俺が街を歩いていると、美影とすれ違った。美影は辛いはずなのに、泣きもせず俺をじっと見つめる。

「……僕、知ってるんだ。深冬が、命を落とした理由を――」

そう言って、俺をとある場所へと魔法を使って移動させた。美影に連れて来られた場所は、深冬の家だったところ。机上には物や紙が散乱している。美影は、その中から1枚の紙を手に取り、俺に読むように促した。


初めまして。僕の名前は晴之。深冬と千晴の前世。
僕は、ずっと深冬の中で眠っていた。もし、深冬に僕の力が戻った時、美影の依代の力を封印したいのなら…方法を教えてあげる
でもね、深冬は人間。
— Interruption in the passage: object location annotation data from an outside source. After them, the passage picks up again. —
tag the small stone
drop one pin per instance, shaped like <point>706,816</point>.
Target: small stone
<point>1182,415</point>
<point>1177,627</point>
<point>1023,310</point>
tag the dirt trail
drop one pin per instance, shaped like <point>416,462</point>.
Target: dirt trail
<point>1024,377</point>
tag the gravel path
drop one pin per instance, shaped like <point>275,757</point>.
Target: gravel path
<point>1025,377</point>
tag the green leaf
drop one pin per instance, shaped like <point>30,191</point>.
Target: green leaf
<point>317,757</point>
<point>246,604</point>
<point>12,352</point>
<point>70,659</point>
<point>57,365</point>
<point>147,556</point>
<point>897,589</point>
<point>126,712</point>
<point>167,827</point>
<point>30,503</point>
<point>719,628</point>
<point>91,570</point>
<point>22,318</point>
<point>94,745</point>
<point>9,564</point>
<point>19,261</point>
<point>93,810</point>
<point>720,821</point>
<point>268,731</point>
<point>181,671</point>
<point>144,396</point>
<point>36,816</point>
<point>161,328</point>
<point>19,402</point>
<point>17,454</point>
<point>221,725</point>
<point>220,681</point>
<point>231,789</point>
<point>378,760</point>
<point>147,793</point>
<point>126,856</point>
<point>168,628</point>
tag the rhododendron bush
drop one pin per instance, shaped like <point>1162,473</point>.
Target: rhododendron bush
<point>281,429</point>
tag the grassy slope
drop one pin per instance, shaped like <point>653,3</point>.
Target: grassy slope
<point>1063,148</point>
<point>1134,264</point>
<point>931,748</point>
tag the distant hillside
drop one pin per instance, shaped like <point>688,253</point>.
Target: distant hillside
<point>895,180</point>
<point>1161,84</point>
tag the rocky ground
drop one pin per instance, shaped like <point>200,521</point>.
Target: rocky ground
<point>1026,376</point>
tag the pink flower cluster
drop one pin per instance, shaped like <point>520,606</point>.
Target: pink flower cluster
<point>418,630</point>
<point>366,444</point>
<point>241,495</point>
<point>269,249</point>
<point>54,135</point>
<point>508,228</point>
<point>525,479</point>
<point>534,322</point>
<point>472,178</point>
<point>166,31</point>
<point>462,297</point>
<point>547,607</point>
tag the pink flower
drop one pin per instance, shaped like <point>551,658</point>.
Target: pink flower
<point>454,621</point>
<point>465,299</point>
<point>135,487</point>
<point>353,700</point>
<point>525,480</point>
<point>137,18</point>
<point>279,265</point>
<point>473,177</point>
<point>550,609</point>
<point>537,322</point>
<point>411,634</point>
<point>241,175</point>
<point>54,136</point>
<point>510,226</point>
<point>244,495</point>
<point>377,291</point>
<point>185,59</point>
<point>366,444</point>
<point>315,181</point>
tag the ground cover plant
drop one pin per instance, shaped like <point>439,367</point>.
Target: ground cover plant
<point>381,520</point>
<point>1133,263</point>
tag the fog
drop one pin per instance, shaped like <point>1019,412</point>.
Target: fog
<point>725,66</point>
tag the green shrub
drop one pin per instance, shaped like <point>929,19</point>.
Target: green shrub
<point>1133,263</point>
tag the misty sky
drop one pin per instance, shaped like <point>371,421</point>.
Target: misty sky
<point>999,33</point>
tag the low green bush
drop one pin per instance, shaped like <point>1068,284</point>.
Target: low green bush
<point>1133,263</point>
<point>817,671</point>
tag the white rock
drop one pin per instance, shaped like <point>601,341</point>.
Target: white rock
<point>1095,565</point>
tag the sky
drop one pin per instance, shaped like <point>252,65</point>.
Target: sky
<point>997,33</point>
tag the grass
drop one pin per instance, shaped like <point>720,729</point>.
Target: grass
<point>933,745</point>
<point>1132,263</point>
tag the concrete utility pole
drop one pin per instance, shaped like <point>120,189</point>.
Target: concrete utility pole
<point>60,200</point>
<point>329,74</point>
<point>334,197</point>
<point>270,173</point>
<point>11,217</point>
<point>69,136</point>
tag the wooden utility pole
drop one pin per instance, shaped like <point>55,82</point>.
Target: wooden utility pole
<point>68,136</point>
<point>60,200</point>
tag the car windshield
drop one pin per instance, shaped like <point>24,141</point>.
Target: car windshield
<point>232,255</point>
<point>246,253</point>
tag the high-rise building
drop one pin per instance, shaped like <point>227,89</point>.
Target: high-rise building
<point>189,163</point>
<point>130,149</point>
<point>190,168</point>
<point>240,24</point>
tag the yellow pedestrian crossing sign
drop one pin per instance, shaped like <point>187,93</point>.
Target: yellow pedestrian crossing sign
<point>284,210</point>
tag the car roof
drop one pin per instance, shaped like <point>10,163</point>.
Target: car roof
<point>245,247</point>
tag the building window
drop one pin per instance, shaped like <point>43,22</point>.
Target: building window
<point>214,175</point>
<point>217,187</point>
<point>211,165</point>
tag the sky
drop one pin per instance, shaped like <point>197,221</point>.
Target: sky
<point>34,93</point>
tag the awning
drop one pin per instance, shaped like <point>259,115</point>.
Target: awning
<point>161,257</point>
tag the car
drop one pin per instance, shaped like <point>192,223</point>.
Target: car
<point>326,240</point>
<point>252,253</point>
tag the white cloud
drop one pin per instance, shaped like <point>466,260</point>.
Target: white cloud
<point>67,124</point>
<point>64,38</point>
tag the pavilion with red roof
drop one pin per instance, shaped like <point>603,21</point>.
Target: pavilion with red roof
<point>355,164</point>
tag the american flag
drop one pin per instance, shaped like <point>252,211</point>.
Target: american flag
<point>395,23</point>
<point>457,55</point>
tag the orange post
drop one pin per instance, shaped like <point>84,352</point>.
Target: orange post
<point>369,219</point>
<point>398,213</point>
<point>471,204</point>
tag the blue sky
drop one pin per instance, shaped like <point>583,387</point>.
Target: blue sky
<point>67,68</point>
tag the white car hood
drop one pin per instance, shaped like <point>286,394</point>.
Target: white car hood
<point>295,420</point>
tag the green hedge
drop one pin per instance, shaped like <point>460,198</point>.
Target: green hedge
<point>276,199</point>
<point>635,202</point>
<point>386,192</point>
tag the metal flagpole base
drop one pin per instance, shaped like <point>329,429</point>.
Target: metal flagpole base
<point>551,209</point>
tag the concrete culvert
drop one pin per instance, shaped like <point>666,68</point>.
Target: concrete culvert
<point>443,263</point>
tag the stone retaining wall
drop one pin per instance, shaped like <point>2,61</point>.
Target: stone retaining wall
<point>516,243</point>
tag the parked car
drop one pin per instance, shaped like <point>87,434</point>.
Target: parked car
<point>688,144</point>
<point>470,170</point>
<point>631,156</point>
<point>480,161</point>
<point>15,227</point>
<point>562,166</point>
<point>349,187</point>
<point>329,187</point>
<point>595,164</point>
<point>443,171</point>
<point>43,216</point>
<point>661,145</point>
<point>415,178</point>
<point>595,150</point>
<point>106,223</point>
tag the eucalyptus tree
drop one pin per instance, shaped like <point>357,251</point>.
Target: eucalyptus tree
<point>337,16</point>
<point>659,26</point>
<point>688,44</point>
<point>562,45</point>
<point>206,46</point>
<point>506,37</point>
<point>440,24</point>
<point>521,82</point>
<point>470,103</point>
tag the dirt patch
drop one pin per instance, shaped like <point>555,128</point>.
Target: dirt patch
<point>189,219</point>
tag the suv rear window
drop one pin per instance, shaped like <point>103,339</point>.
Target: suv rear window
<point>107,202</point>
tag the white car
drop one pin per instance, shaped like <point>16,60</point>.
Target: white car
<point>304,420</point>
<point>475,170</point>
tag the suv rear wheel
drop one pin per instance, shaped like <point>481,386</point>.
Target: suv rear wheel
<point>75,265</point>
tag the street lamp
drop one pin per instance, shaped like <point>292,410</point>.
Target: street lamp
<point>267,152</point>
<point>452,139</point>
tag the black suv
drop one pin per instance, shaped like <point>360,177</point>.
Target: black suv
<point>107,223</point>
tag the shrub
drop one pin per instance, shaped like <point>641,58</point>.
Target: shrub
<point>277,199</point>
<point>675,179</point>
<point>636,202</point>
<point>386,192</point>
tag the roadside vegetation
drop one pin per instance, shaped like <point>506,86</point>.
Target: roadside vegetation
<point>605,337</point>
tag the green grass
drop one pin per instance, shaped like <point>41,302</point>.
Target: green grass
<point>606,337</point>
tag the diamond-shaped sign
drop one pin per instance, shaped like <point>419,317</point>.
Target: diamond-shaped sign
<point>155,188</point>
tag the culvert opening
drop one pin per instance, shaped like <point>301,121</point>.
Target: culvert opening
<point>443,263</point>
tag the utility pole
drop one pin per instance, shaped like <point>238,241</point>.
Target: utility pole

例え、僕の力が戻ろうと…美影の中に入れようとも人間だ、と言う事を忘れちゃいけないよ

だって、その方法は――命を落とす危険性があるから
それでも、封印したいのなら…まぁ、君なら…するかもしれないね。
その方法は、とっても簡単。下に書いてある詠唱文を美影の中で唱えるだけ。簡単だけど、命を落とす可能性が高いから覚悟を決めてから…ね。

その詠唱文は『東西南北の守り神よ。四方を結び、この依代の力を封印せよ。永劫、この依代の力を封ずる』だよ


俺は、不思議な手紙を読んで驚いていた。